Her father, Dick Harry, worked in the garment industry; her mother, Cag, was a homemaker and baseball fan. They were doting but incurious parents, bewildered by her fame, and confounded by the fans, who kept turning up at their door or writing to them during Blondie’s heyday.

Ms. Harry had been born Angela Trimble and given up for adoption when she was 3 months old by a musician who’d had a tryst with her married childhood sweetheart. Ms. Harry writes that she reached out to her birth mother when she was an adult, but that the woman declined to meet her.

Ms. Harry was a good student; she liked books, geometry and television. She identified with Marilyn Monroe, dying her hair platinum with Cag Harry’s bottle of peroxide. She pined for New York City, and would take the bus in for a dollar and wander around Greenwich Village. She went to junior college because art school was not in her family’s budget, and she wanted to leave home and be an artist.

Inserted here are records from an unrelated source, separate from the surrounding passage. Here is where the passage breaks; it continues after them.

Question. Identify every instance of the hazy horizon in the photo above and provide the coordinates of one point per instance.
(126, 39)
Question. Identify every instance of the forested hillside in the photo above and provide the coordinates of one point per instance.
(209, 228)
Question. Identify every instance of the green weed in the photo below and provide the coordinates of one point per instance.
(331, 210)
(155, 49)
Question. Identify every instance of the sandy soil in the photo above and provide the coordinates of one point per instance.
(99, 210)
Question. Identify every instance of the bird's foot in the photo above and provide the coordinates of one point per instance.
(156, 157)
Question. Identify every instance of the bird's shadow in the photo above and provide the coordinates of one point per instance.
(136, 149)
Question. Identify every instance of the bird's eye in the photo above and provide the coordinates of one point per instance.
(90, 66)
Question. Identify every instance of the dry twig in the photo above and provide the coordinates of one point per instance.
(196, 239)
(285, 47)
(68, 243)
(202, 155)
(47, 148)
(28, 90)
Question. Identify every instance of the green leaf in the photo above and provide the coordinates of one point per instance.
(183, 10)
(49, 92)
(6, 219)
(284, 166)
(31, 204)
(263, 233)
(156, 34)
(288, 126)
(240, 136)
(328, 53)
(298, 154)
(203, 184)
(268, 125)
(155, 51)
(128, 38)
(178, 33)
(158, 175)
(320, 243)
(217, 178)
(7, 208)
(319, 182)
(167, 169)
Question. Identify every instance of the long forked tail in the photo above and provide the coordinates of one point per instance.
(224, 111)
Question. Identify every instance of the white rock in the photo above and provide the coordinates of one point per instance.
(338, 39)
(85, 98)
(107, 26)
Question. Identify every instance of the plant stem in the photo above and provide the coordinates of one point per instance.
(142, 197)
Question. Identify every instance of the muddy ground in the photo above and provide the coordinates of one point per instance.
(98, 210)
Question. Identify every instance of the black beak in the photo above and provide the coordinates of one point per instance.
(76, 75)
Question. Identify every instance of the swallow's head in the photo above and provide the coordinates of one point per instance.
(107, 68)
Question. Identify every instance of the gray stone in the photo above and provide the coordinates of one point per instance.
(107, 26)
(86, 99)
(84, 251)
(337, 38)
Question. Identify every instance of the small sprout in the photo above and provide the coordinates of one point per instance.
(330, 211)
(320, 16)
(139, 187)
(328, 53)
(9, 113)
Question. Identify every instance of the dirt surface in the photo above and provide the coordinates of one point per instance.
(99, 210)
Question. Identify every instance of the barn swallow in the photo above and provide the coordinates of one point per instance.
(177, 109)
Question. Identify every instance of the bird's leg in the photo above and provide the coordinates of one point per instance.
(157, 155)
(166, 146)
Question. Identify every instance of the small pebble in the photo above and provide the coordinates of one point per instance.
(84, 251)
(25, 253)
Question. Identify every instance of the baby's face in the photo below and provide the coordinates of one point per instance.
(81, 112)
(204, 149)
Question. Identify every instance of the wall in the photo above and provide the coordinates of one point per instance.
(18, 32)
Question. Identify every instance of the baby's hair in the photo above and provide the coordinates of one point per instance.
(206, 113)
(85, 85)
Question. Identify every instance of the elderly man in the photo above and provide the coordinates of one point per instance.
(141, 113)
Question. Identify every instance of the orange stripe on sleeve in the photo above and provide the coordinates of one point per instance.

She said her manager had long encouraged her to write a memoir (“I had no intention of doing it, but he kept nudging”) and that it took years. Ms. Simmons knew how to ask questions, she said, “and would contribute her own story, and a lot of times we were sort of comparing notes,” Ms. Harry said. “It’s been stewing for a long time, and it feels good to get it out there.”

Last year, she left an envelope with a few chapters in a coffee shop on her block. When she went back to retrieve it, the man who had found it was grinning broadly, she said. “I don’t know what part he had read.”

Maybe it was the section in which she described how Penn Jillette, an old boyfriend, had reworked the jets on a Jacuzzi to her specifications, so as to give a female bather the most pleasure? (The Jill-Jet, he called his contraption.)